Dr. Shih received his M.D. from Taipei Medical University and earned his Ph.D. from the University of Pennsylvania. Dr. Shih went on completing a clinical fellowship in gynecologic pathology and a research fellowship in cancer genetics at Johns Hopkins before joining the faculty in 2001.
The scientific contributions from his team include 1) molecular characterization of different types of ovarian cancer, 2) elucidation of the origin and evolution trajectory of ovarian precancerous lesions, 3) the discovery of cancer- promoting genes that are amenable for targeting, 4) the etiology of endometriosis and 5) the pathogenesis of gestational trophoblastic neoplasm.

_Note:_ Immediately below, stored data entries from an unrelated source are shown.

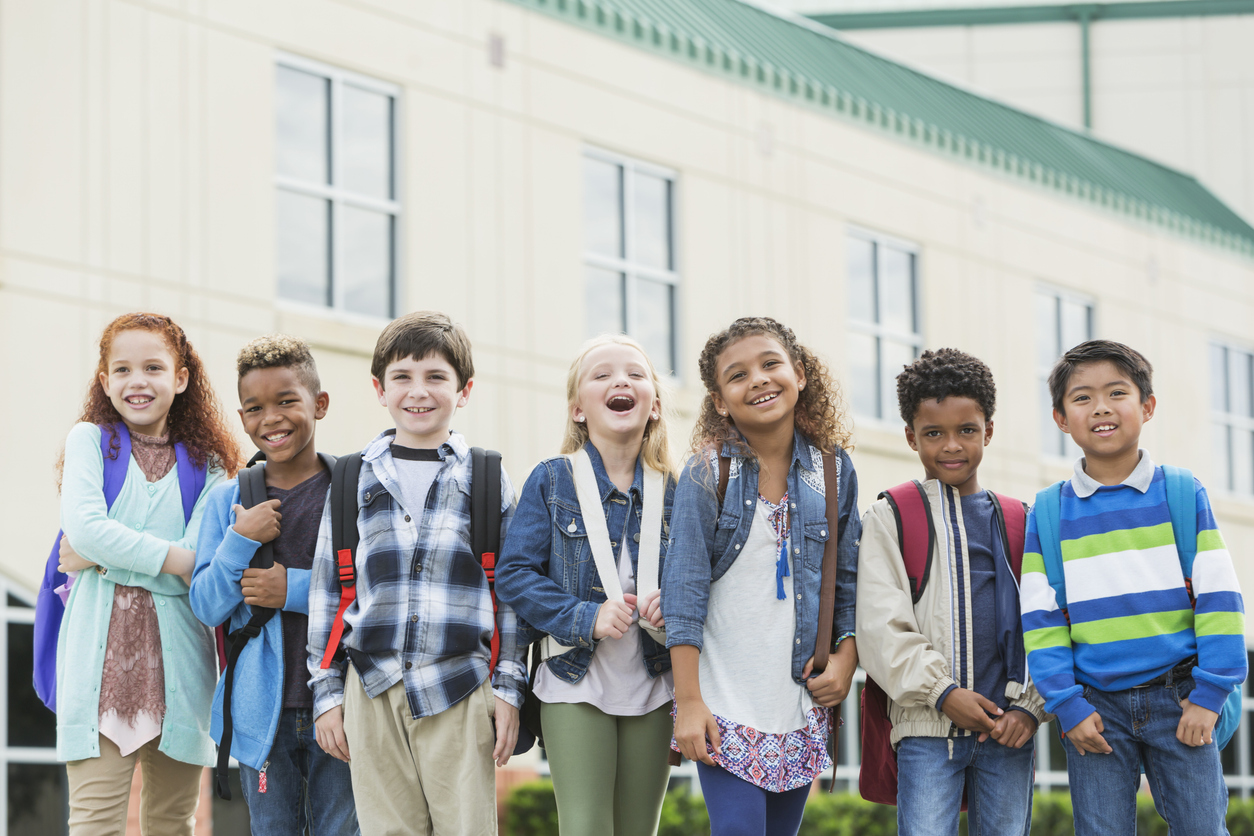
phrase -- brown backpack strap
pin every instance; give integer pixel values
(828, 588)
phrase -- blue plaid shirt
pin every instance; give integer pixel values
(423, 611)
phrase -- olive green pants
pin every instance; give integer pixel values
(597, 758)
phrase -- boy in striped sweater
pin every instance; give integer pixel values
(1135, 672)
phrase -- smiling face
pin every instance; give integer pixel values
(951, 435)
(1102, 411)
(758, 385)
(142, 379)
(616, 396)
(420, 396)
(279, 411)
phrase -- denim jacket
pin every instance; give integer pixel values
(706, 540)
(547, 572)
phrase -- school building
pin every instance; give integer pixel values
(549, 169)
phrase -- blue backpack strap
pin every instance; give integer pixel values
(1048, 514)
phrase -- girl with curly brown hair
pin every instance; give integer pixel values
(136, 669)
(741, 582)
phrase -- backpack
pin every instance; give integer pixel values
(916, 532)
(484, 544)
(54, 589)
(252, 491)
(1183, 508)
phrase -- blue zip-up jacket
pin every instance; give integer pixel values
(705, 542)
(547, 573)
(221, 557)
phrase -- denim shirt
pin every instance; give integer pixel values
(706, 540)
(547, 572)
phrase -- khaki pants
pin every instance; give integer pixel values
(420, 777)
(100, 792)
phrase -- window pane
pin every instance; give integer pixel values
(365, 152)
(605, 301)
(301, 128)
(652, 232)
(864, 374)
(897, 356)
(897, 281)
(302, 251)
(365, 261)
(1046, 331)
(602, 207)
(38, 799)
(1076, 323)
(655, 322)
(1219, 379)
(862, 280)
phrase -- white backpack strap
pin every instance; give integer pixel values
(595, 523)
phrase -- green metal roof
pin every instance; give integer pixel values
(800, 60)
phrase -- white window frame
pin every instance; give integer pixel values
(339, 196)
(1061, 295)
(1232, 421)
(630, 268)
(887, 384)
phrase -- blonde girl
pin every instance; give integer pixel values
(740, 592)
(134, 668)
(605, 686)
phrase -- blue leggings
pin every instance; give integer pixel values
(741, 809)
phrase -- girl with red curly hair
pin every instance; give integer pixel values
(134, 667)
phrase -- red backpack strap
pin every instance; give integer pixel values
(344, 543)
(914, 532)
(1012, 515)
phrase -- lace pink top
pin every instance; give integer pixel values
(133, 683)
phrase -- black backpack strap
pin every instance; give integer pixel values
(252, 491)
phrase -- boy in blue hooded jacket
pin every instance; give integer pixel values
(290, 783)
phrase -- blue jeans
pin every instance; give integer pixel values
(929, 783)
(1140, 725)
(305, 786)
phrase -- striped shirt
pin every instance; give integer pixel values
(1130, 613)
(423, 612)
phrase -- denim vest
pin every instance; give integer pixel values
(547, 572)
(706, 540)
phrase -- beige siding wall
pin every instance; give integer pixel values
(137, 171)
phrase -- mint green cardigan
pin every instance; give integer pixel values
(129, 542)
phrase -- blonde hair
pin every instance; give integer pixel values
(655, 449)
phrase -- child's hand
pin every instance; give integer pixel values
(830, 687)
(971, 711)
(504, 717)
(265, 587)
(694, 725)
(1012, 730)
(329, 733)
(652, 609)
(258, 523)
(613, 618)
(70, 559)
(1196, 725)
(1086, 736)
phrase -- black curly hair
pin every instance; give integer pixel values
(941, 374)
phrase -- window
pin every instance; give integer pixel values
(1232, 374)
(884, 322)
(336, 209)
(1064, 321)
(628, 253)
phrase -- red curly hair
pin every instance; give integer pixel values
(819, 412)
(194, 416)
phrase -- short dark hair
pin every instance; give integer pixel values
(280, 351)
(1127, 360)
(941, 374)
(420, 335)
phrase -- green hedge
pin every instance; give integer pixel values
(533, 812)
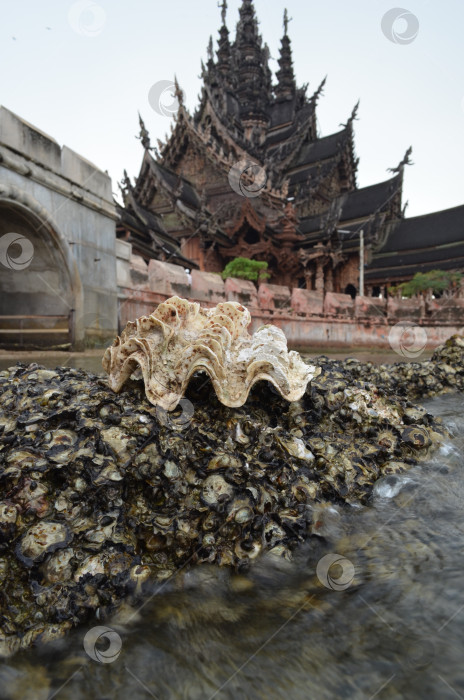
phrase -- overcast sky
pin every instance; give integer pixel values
(81, 74)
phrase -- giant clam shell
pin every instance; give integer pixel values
(179, 338)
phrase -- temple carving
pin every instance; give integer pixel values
(249, 175)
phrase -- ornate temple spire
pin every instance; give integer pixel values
(252, 76)
(143, 136)
(285, 88)
(224, 52)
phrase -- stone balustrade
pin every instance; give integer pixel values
(142, 287)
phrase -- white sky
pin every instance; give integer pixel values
(85, 91)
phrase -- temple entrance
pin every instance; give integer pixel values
(36, 294)
(351, 290)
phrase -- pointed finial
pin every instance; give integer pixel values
(223, 10)
(352, 117)
(125, 183)
(319, 90)
(406, 161)
(210, 49)
(144, 136)
(178, 92)
(287, 21)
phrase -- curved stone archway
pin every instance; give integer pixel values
(40, 286)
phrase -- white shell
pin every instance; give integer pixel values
(179, 338)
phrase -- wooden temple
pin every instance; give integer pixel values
(297, 204)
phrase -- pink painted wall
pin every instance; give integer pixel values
(307, 319)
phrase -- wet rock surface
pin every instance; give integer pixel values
(102, 494)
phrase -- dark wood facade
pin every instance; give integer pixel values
(297, 204)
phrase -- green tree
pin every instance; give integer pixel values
(435, 281)
(244, 268)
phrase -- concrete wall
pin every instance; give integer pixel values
(308, 319)
(62, 205)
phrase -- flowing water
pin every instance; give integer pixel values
(387, 623)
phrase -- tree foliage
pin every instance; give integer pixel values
(244, 268)
(435, 281)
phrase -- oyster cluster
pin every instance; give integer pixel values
(180, 338)
(100, 499)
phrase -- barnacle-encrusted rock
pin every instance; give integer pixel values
(101, 498)
(180, 338)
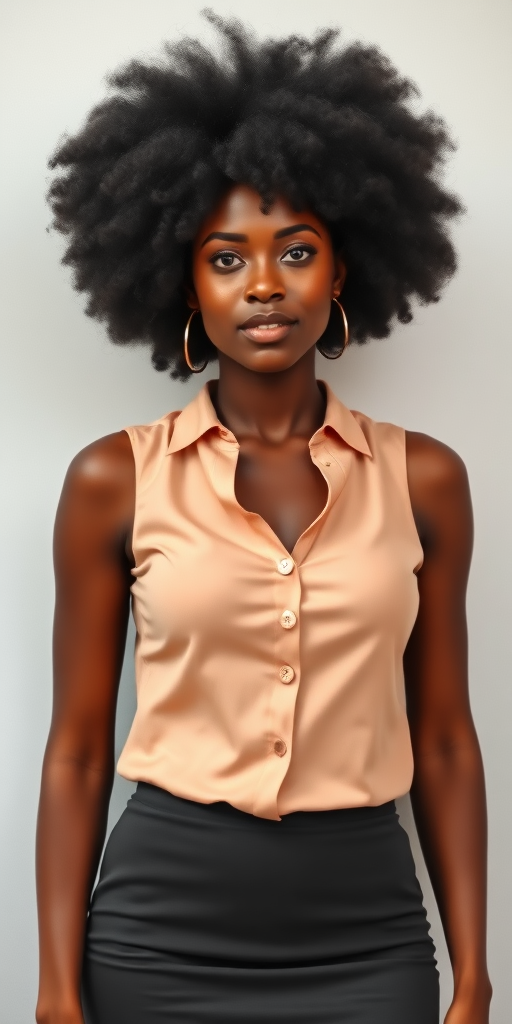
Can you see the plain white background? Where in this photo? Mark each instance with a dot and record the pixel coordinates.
(62, 385)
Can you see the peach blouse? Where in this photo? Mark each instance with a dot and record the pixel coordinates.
(268, 679)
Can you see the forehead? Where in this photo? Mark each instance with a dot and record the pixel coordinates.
(239, 211)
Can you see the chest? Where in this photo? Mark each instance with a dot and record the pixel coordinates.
(282, 484)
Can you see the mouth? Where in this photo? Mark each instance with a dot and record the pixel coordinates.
(267, 327)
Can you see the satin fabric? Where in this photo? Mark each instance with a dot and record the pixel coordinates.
(231, 705)
(205, 914)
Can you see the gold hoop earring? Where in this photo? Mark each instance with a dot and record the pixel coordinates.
(345, 336)
(195, 370)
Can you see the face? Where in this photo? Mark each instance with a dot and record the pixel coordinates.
(264, 283)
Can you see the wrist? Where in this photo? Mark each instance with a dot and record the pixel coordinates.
(67, 1010)
(473, 986)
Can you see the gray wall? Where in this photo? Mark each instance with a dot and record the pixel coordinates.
(448, 374)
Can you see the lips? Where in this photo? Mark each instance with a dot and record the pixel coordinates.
(272, 318)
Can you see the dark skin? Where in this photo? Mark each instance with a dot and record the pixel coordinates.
(268, 396)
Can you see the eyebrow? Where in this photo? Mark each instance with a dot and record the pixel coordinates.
(231, 237)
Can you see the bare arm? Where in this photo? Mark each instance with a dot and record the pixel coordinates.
(448, 795)
(92, 562)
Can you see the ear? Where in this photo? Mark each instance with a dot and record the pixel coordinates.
(192, 298)
(340, 272)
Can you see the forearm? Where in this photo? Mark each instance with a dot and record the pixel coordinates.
(71, 832)
(449, 802)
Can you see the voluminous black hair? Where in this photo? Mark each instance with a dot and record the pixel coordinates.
(329, 127)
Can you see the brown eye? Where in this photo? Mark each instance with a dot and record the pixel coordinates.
(298, 254)
(226, 260)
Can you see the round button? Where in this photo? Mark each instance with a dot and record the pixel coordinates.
(288, 620)
(285, 566)
(287, 675)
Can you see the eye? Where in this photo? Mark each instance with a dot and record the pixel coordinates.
(226, 260)
(298, 254)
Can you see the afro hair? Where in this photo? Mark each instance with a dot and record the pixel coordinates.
(329, 127)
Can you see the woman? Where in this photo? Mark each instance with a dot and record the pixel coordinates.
(287, 559)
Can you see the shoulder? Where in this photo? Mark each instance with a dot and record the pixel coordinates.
(102, 475)
(104, 464)
(438, 486)
(432, 464)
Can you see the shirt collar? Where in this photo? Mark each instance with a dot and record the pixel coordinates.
(199, 417)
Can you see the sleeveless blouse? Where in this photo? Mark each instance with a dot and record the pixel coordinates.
(269, 679)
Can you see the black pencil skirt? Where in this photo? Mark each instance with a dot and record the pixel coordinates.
(204, 914)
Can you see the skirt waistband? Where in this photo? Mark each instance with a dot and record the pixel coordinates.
(220, 812)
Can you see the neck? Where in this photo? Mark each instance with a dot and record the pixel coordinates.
(269, 407)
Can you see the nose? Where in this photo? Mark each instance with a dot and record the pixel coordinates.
(264, 283)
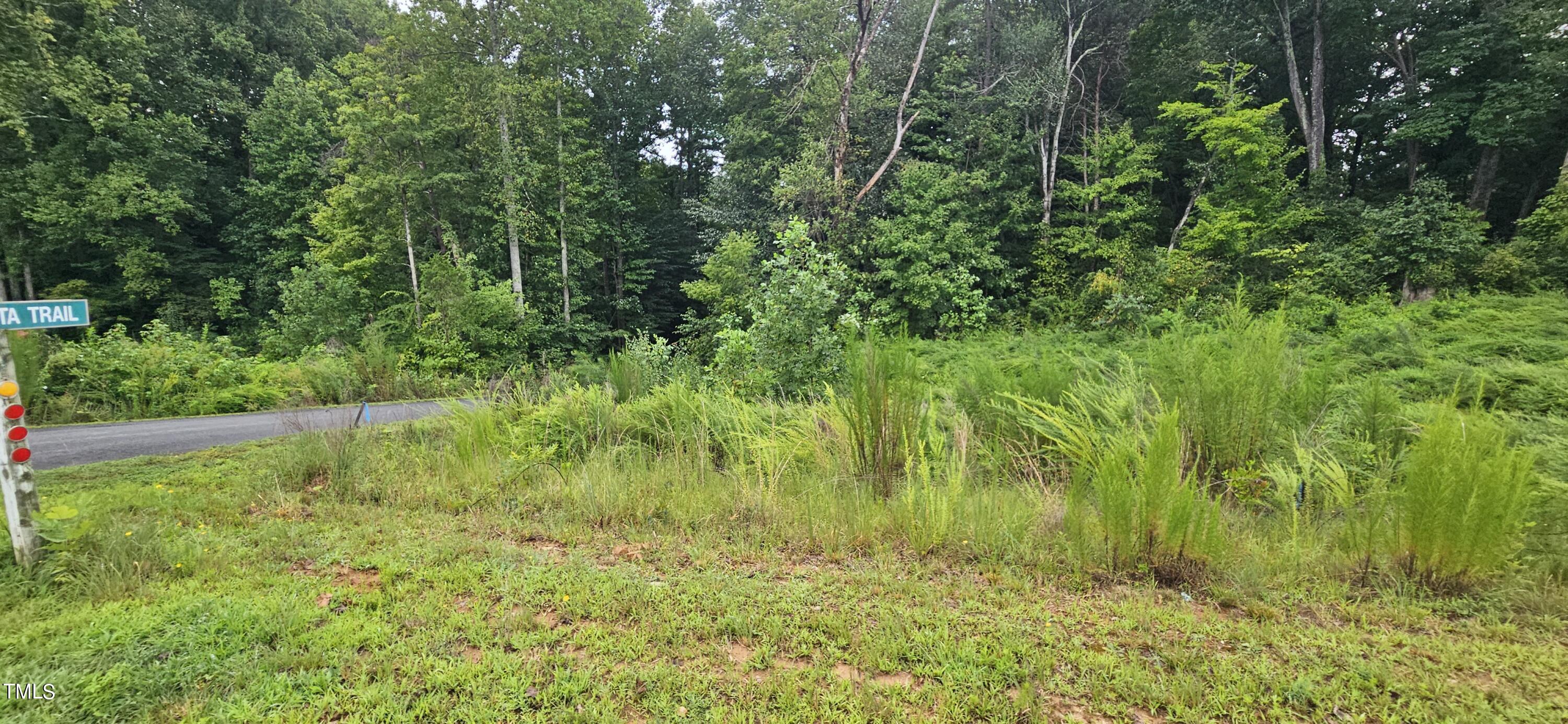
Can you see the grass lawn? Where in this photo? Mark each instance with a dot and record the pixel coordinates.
(214, 593)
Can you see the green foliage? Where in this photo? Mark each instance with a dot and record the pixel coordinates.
(1426, 239)
(1233, 389)
(935, 258)
(167, 373)
(795, 314)
(882, 408)
(1462, 502)
(1543, 236)
(320, 306)
(1246, 201)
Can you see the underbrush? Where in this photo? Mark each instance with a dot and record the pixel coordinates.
(1244, 455)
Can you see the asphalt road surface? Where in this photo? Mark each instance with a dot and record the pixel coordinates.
(80, 444)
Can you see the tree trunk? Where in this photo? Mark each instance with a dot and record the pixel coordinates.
(1485, 178)
(413, 268)
(901, 126)
(507, 179)
(1186, 214)
(1404, 57)
(1050, 156)
(560, 196)
(866, 30)
(1308, 112)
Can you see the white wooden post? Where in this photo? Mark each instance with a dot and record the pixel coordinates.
(16, 478)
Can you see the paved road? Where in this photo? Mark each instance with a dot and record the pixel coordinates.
(79, 444)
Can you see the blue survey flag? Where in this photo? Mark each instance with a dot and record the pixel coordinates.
(44, 314)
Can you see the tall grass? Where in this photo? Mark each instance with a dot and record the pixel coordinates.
(1136, 508)
(952, 464)
(1462, 500)
(1233, 389)
(880, 403)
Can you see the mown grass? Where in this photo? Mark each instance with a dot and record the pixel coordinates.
(298, 605)
(1032, 535)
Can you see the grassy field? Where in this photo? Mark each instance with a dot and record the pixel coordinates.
(681, 555)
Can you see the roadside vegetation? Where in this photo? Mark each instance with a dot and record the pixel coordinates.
(1351, 516)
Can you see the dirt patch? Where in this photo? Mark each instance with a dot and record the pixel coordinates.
(896, 679)
(1145, 717)
(1073, 710)
(546, 546)
(847, 673)
(356, 579)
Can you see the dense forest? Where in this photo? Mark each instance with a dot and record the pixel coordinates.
(480, 185)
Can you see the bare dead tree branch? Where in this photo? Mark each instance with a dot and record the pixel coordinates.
(901, 126)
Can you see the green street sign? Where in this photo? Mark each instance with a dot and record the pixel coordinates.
(44, 314)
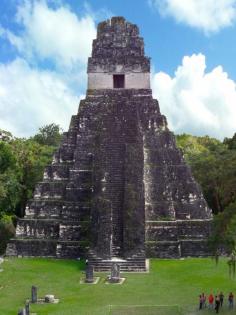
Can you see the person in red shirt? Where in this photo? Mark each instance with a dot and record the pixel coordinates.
(211, 301)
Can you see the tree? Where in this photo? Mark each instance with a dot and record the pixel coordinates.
(50, 135)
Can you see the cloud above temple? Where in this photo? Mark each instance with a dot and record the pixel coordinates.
(47, 77)
(55, 34)
(196, 101)
(31, 98)
(206, 15)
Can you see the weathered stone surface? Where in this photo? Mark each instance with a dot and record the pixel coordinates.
(117, 185)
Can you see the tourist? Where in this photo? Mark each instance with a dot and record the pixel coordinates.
(200, 302)
(217, 303)
(203, 300)
(231, 300)
(211, 300)
(221, 298)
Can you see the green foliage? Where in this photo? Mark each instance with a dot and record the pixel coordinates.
(50, 135)
(214, 167)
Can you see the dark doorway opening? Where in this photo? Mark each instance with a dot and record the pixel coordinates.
(118, 81)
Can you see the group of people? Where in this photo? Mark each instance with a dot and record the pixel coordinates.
(215, 302)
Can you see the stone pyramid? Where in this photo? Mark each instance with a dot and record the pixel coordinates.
(118, 188)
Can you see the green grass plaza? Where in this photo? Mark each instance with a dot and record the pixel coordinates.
(170, 287)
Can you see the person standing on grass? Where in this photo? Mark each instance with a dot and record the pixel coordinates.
(203, 300)
(221, 298)
(231, 300)
(217, 303)
(211, 300)
(200, 302)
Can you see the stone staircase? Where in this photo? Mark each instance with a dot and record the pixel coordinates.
(136, 263)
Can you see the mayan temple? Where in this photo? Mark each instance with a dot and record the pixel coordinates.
(118, 188)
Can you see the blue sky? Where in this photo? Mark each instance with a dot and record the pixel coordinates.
(45, 45)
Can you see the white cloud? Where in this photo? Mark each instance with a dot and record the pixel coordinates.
(207, 15)
(53, 33)
(196, 101)
(31, 98)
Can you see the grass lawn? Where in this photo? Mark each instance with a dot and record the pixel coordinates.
(173, 283)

Dr. Shih has published more than 360 original publications and book chapters related to basic and translational cancer research, especially in the study of gynecological malignancies. He has received the 2017 Most Influential Research Paper Award in gynecologic diseases by the Columbia Hospital Foundation, and several research awards from the Tina’s Wish Bozeman Foundation, Gray Foundation, and the Endometriosis Foundation of America to support and recognize his research works.
He sits in several advisory/editorial boards such as the World Health Organization (WHO) Nomenclature Committee for Gynecologic Neoplasms and the NCI Ovarian Task Force of Gynecologic Cancer Steering Committee. Besides his clinical, research and teaching obligations, Dr. Shih is a passionate photographer.
11:00 - 11:40 Keynote 3
Annotation of medical imaging data is notoriously time-consuming, expensive, prone to human biases, and hard to reconcile with the insatiable demands of contemporary machine learning. The models trained on annotated data are often narrow in focusing on features that are specific to a given context (anomaly, pathology, etc.) rather than discovering and capturing more general characteristics of observed structures and processes, which may make them susceptible to deceptive image features and lead to inferior generalization. In this talk, I will argue for stronger involvement of unlabelled data in construction of analytic and diagnostic ML models for medical imaging and review a number of relevant techniques we studied and devised in my research group, including recent neurosymbolic architectures trained via auto-association, in which a generative decoder synthesizes a physically/biologically plausible structural model that explains the observed image. The proposed architectures can learn effectively from small data sets, offer better interpretability than conventional models, and promise better diagnostic accuracy.
About the Speaker
Krzysztof Krawiec is a full professor Professor of Computer Science at Poznan University of Technology, Poland. His primary research areas include neurosymbolic systems, computer vision, medical imaging, and program synthesis. Krzysztof co-authored over 180 publications on the above and related topics, received the Fulbright Senior Advanced Research Award, and was a visiting professor at University of California and Massachusetts Institute of Technology.
He serves as an advisor at the Confederation of Laboratories for Artificial Intelligence in Europe and co-founded the Center for Artificial Intelligence and Machine learning, part of the Horizon 2020 Foundations of Trustworthy AI project funded by the European Commission. He acts also as the Chief AI Advisor at Optopol Technology, a leading manufacturer of ophthalmic imaging systems, and as the CTO of Hylomorph Solutions Ltd.